Contestação dos agentes e novo regulamento suspenso na Alemanha

O novo regulamento da FIFA introduz outras alterações significativas na atividade dos agentes, dos limites máximos nas comissões à proibição de representação simultânea de clubes e jogadores. Foi recebido com desconfiança por muitos empresários e organizações, contestando pontos como o teto de comissões e a potencial violação de princípios de concorrência e legislações nacionais. Algumas organizações de agentes avançaram para tribunal e na Alemanha um desses processos já levou a que os novos regulamentos não entrem para já em vigor, como explica Gonçalo Almeida: «Um tribunal na Alemanha determinou a suspensão da aplicação destes regulamentos, no âmbito de de uma providência cautelar. É uma suspensão provisória e dependerá depois do resultado da ação principal.» Para já, a FIFA acatou a decisão, suspendendo a aplicação do FFAR em todas as transações envolvendo a Alemanha.

Gonçalo Almeida diz que compreende «a legitimidade de quem defende os seus interesses»: «Isso não só é humano como até é saudável.» Mas defende que a nova regulamentação era necessária, face à prática da atividade nos últimos anos. «A implementação destes regulamentos é mais do que uma questão de justiça, é uma questão de necessidade, tais foram as práticas abusivas ao longo das últimas décadas. Sempre em prejuízo dos clubes de futebol. Vemos que os clubes de futebol apresentam passivos assustadores, ao passo que no agenciamento alguns agentes, fruto dessas práticas abusivas, acabam por ter proveitos extraordinários. E isso não pode continuar a existir. Tem de haver aqui algum equilíbrio, a bem do futebol, um cuidado com estas comissões abusivas que se praticaram, muitas das vezes até com o conluio dos próprios clubes, se praticaram.»
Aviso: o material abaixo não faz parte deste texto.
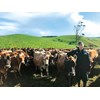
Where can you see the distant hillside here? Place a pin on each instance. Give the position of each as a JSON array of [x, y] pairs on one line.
[[21, 41]]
«Regular práticas abusivas» e «mudar o paradigma» entre agentes e representados

«A implementação dos tetos remuneratórios vem de certa forma tentar controlar essas práticas abusivas», prossegue. Essa tem sido a questão mais polémica, ao definir um máximo de 10 por cento de comissões no caso de um clube vendedor, mas limitar os outros negócios a três ou cinco por cento, dependendo do valor da transferência.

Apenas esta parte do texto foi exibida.